Como ya habréis deducido, Angelina, de 39 años de edad, es también portadora de esta mutación, y como dice el refrán, decidió que más vale prevenir que curar, razón por la cual se realizó ambas cirugías, debido a que en tests previos mostraban signos iniciales de la enfermedad. Lo que no entiendo es que de ahí se deduzca que va a ver crecer a sus hijos porque no morirá joven, como su madre. Vamos a ver, ¿no han pensado que además de morir de cáncer la gente muere de cientos de cosas? Incluso de un accidente aéreo, mientras va a socorrer con cara de pena a los niños de cualquier país africano. Verdaderamente estamos llegando a un punto en que queremos ser como dioses capaces de controlar la vida y la muerte. ¡Ah! Pero eso sólo si tenemos dinero para pagar a los hechiceros, a esos médicos semidioses que convierten su profesión en un escaparate propagandístico en el que exhiben su poder sobre la muerte. Yo me pregunto si Angelina no puede morir de cualquier enfermedad de las que tenemos las personas corrientes, de un ataque al corazón, de un derrame cerebral, incluso de cualquier infección rara por la que cualquiera puede ser atacado. ¿Qué harán los médicos para evitar que la muchacha enferme o muera de todas esas cosas y otras que ni siquiera conocemos? ¡Ah! Pero es que los hijos de Angelina no son como los demás, no podrían soportar quedarse sin esa gran madre coraje que gana cientos de millones de dólares por cualquier cosa que hace o dice públicamente. Si, una gran mujer, una gran madre y unos niños que podrían sufrir muchísimo si ella desapareciera. 

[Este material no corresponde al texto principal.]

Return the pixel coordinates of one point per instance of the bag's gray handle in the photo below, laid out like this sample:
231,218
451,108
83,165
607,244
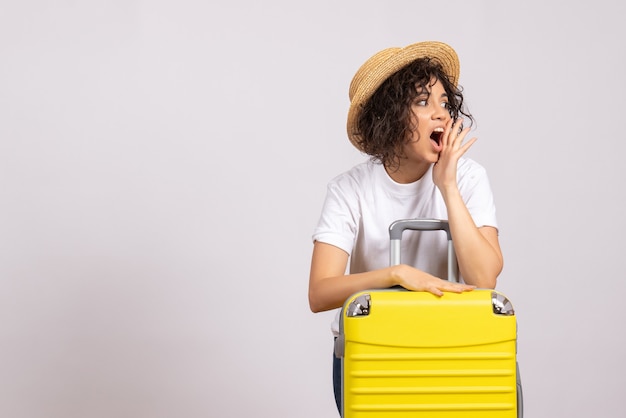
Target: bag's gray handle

  1. El acuerdo generalizado por parte de la prensa de que estamos ante una heroína.

Lo que he llegado a leer, incluso de articulistas femeninas a las que admiro, es que no me lo puedo creer. Si las mujeres de carne y hueso, (no sólo de hueso) tenemos que tener a Angelina Jolie como modelo, entonces “apaga y vámonos”. Pero me preocupa especialmente el efecto de esos mensajes sobre las jóvenes. Sobre todo las que están siguiendo desde hace un tiempo esa moda de querer ser perfectas físicamente y piden a los Reyes Magos unas tetas nuevas, o unos labios como morcillas; o las que piensan cada vez más que si llegan a ser madres no van a ponerse a parir por donde la naturaleza ha previsto, ¿para qué sufrir ese dolor absurdo? Si pueden hacerles una cesárea el día exacto en el que a ellas les va bien para no perderse qué se yo… un fin de semana en Los Alpes, o algo semejante y encima les dejan un vientre de cine para ponerse esos pantaloncitos que tanto molan a la vuelta de la clínica… Vaya, que todo eso es ya muy antiguo, y que les trae al pairo esas retrógradas que siempre están criticándolo todo. Pura envidia, dirán. No hay que hacer caso porque lo moderno, lo verdaderamente guay, es estar a gusto con nuestro cuerpo. ¿Por qué tengo yo que aguantar esta nariz ancha o respingona?, ¿por qué no puedo lucir mi palmito y mis tetas en la playa? ¿Quién ha dicho que yo tengo que sufrir para tener hijos? Todo eso son zarandajas… necedades, simplezas de esas “viejas progres” que no comprenden el progreso y la “liberación femenina”.